Treatment of WT mice hearts with t-AUCB significantly decreased prostanoid levels, including PGs and TxB2. PG-G2 and PG-H2, AA metabolites formed by COX isoforms (1 and 2), are converted to the 4 main bioactive PGs (PG-D2, PG-E2, PG-I2, PG-F2α) and thromboxanes (TxA2 and TxB2) [70, 71]. Most PGs have pro-inflammatory effects. For example, PG-E2 augments arterial dilation and increases microvascular permeability [71]. However, PG-E2 was found to have an anti-inflammatory role as well by up-regulating cAMP and inducing secretion of the anti-inflammatory IL-10 [72]. Similarly, PG-D2 attenuated inflammation in experimental models of pleuritis and colitis [71]. 6-keto-PG-F1α, the non-active hydrolysis product of prostacyclin (PG-I2), and TxB2, the inactive degradation product of TxA2 [71], were also decreased by t-AUCB. PG-F2α is elevated in patients with chronic inflammatory diseases [71]. In support of our findings, sEH-inhibition by AUDA-BE reversed lipopolysaccharide (LPS)-induced increase in PG-D2, PG-E2, 6-keto-PG-F1α, and TxB2 [13]. Also, sEH-inhibition by AUDA-BE, through increasing the concentrations of EETs, inhibited NF-κB translocation [12]. Combination of sEH-inhibition by AUDA-BE and COX-inhibition had an additive effect and further decreased PG-D2 and PG-E2 [12]. Therefore, the associated decrease in the measured PGs could be attributed to sEH-inhibition by t-AUCB. However, the impact of these changes on the t-AUCB–enhanced CRH is not yet clear.
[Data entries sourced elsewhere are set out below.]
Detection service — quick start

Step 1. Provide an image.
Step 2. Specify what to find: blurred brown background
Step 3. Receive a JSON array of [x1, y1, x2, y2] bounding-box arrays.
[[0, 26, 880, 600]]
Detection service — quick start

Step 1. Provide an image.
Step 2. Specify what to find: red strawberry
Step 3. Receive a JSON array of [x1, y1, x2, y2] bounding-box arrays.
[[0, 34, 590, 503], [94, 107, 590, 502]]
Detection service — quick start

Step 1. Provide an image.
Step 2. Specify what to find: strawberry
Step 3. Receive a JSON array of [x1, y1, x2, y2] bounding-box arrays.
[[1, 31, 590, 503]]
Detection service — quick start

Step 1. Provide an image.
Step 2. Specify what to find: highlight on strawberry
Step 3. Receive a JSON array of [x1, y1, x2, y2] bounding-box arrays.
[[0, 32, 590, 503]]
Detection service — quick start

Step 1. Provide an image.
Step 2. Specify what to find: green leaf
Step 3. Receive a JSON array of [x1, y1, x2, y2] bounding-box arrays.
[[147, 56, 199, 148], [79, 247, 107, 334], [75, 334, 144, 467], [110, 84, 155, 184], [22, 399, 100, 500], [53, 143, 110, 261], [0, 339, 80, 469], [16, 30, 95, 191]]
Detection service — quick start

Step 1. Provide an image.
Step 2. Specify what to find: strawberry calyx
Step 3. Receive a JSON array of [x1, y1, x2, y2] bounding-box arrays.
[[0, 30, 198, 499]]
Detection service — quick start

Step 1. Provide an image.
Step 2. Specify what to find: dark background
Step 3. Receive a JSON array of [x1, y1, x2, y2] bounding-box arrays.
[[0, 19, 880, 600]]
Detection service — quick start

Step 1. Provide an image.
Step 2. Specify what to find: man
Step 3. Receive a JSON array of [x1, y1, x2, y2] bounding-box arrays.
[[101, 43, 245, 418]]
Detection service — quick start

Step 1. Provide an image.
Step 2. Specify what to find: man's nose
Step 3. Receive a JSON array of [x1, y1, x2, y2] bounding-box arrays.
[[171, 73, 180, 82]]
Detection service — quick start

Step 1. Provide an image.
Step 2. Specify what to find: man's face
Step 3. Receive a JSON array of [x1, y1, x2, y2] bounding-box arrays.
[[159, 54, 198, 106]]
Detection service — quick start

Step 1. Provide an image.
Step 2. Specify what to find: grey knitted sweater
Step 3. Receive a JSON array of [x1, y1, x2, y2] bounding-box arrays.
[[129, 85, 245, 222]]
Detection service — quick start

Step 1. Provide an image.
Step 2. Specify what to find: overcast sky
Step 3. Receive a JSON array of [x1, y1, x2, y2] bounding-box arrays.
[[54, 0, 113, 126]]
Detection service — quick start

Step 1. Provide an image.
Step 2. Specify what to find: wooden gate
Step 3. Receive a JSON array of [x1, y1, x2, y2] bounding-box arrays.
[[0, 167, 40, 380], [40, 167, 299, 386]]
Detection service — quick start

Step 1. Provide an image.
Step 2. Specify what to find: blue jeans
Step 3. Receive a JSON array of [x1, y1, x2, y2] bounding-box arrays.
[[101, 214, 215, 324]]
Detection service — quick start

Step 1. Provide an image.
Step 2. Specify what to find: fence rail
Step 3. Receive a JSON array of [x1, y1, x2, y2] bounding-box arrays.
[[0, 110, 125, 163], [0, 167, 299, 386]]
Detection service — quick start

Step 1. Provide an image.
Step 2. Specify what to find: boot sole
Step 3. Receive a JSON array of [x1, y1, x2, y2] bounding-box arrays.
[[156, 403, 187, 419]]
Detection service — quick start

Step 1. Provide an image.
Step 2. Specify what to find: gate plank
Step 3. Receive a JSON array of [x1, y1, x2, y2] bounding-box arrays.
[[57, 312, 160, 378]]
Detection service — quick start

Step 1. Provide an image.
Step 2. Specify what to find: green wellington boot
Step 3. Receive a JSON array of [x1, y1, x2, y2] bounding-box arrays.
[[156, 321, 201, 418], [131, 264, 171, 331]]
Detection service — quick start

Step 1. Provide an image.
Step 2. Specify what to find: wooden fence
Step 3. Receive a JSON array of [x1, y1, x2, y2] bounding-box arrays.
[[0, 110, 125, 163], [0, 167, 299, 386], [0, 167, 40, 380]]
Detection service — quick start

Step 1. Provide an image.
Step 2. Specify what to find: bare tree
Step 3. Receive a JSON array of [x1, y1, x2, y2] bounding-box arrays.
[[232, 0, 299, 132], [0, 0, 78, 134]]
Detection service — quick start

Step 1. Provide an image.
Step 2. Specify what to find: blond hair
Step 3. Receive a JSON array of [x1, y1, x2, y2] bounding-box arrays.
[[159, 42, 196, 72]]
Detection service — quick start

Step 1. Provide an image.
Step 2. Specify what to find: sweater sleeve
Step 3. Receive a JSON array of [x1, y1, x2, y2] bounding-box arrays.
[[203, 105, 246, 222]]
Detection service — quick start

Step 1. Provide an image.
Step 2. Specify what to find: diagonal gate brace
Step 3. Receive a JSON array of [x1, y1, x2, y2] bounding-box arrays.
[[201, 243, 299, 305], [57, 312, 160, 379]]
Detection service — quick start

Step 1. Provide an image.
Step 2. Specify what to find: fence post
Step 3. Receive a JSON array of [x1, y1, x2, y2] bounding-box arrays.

As mentioned earlier, EETs are generated from AA by cytochrome P450 (CYP) epoxygenase enzymes, primarily CYP2C and CYP2J. We targeted the CYP epoxygenase-EET pathway using pharmacologic inhibition of CYP-epoxygenases to further support our findings of the involvement of CYP-epoxygenases in modulating CRH. sEH-inhibition increases the level of EETs by blocking their breakdown; we investigated the effect of blocking the synthesis of EETs on CRH using a CYP epoxygenases-inhibitor. Evidently, inhibiting CYP epoxygenases would negatively impact EET synthesis and, therefore, their effects. P450 enzymes are highest in coronary arteries and in small arterioles [2]. MS-PPOH was used as an EET-synthesis inhibitor that blocked the role of EETs as mediators of insulin-mediated augmentation of skeletal muscle perfusion [73]. Our data indicate that MS-PPOH significantly decreased CRH after a brief ischemia. These findings suggest that inhibition of CYP epoxygenases by MS-PPOH decreased CRH possibly due to inhibition of EETs synthesis. Further studies to investigate the impact of MS-PPOH on oxylipin profiles are needed to understand the metabolic changes associated with the inhibition of CYP epoxygenases.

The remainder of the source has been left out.